Lolita is narrated by a middle-aged man named Humbert Humbert, who fixates on a 12-year-old girl named Dolores Haze (Lolita) and forces her into a sexual relationship. In the novel, Dolores eventually escapes from Humbert, who has an emotional breakdown. When they eventually see each other again, Dolores is pregnant but suffering financially. Despite her difficult circumstances, she has overcome her past and made a life for herself. There's a glimpse of a better future. Florence "Sally" Horner was abducted in 1948 by a man who repeatedly sexually assaulted her for two years. She was finally rescued only to be victim-blamed by the media, and died tragically two years later at age 15. Sally Horner, unfortunately, wasn't given the time to move on from the trauma she experienced as an adolescent.
Both Sally's story and Lolita have a lot in common. They took place in nearly the exact same year, and both girls were nearly the same age, with single mothers. Even so, scholars didn't make the connection between the book and the history until more than 50 years following publication. It's always chilling when uncomfortable fiction turns out to be based in truth, and with subject matter like Lolita, the truth is even darker.
On June 13, 1948, just before her fifth-grade graduation, 11-year-old Florence "Sally" Horner tried to steal a five-cent notebook at a Woolworth's in Camden, New Jersey. The crime was part of an initiation into a girls' club at her school that she really wanted to join, and although this would be the first time she'd attempted to steal anything, she was willing to do it to be part of the popular crowd.
Her classmates insisted that it would be simple, and she wouldn't get caught.
Sally, an inexperienced thief, didn't get away free and clear with the notebook from the five-and-dime store. A man spotted her trying to steal it and told her he was an FBI agent. She was terrified of the man, who began spinning a web of lies about the law that Sally had no reason not to believe. To her relief, he told her that he wouldn't take her to jail, but that she would need to check in with him from now on.
Presumably, this was because he was doing her a big favor by letting her go. Thankful, she returned home to her mother, only to be intercepted the next day after school by the man.
When the purported FBI agent first let Sally go after the notebook incident, the young girl was extremely relieved.
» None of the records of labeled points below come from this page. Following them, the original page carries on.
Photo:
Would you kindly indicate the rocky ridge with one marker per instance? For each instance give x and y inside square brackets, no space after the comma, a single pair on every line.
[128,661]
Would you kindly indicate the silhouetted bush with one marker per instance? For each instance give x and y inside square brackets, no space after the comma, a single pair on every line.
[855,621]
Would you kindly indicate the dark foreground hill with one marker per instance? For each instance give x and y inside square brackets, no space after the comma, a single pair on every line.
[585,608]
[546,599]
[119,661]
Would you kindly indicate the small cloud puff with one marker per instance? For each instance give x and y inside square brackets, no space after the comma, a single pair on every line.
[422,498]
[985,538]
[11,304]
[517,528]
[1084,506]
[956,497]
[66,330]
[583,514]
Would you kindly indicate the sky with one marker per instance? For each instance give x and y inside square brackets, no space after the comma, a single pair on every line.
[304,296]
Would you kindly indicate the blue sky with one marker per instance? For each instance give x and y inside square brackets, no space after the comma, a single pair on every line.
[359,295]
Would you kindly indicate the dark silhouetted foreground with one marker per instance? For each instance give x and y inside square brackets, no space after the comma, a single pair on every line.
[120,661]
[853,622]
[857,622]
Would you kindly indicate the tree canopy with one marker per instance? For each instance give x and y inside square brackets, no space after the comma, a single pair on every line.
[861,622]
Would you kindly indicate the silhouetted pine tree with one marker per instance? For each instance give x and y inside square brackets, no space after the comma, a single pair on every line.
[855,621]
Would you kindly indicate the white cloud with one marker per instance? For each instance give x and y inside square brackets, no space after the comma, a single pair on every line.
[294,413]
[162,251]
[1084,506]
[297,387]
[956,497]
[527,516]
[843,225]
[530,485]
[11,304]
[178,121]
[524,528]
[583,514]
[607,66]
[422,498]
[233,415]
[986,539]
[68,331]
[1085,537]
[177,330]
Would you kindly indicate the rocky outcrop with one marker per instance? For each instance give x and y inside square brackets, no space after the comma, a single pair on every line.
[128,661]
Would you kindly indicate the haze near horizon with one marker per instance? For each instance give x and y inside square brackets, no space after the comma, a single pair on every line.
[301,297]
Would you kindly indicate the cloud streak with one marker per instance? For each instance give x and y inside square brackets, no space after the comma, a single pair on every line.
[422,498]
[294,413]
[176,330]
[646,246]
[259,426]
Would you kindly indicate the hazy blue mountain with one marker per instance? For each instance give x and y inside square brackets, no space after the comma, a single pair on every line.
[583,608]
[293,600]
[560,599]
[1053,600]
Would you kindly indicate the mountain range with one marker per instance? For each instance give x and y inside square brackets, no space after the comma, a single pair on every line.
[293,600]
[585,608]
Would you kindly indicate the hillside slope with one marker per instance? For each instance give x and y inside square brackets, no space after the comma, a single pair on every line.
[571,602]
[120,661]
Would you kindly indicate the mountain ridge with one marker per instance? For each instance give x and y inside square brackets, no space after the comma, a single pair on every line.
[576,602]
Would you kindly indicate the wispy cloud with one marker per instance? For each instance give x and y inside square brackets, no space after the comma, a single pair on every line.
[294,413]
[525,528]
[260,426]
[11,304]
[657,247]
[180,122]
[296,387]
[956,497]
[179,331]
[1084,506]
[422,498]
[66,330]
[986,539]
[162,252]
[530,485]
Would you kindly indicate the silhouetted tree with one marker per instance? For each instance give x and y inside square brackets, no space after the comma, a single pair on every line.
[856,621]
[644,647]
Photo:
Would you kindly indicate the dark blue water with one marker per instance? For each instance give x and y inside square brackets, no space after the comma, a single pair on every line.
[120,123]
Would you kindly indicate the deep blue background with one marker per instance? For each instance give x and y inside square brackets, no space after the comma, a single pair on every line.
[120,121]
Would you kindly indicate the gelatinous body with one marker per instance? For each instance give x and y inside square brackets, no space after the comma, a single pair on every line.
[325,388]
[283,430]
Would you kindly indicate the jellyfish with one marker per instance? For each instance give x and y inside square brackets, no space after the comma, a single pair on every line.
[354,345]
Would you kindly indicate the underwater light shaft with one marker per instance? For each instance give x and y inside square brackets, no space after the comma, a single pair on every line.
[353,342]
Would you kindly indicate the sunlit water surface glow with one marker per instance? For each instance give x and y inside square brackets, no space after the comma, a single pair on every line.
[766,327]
She didn't know what would have happened if she had been arrested. Her mother, Ella, worked hard as a seamstress to make ends meet. Her father, who was an alcoholic, had committed suicide when she was just six years old, so Ella was a single mother. Meanwhile, Sally's older sister, Susan, was pregnant.
An arrest would have made things very difficult for her family and besides, Sally couldn't wait to be an aunt.
Sally's relief at not being arrested for the notebook shoplifting incident didn't last long. The man had clearly followed Sally, and after school the next day he intercepted her. He told her his name was Frank LaSalle, and he convinced the young girl that she should be thankful that he caught her stealing and nobody else did and that she must obey his demands, which included going with him to Atlantic City. LaSalle explained that the government needed her to go with him, and if she refused she would be sent to reform school. Sally lied to her mother, explaining that she was taking a beach trip with a classmate and her father.
Later, it would turn out that LaSalle was actually a 50-year-old mechanic, although Sally still didn't know that.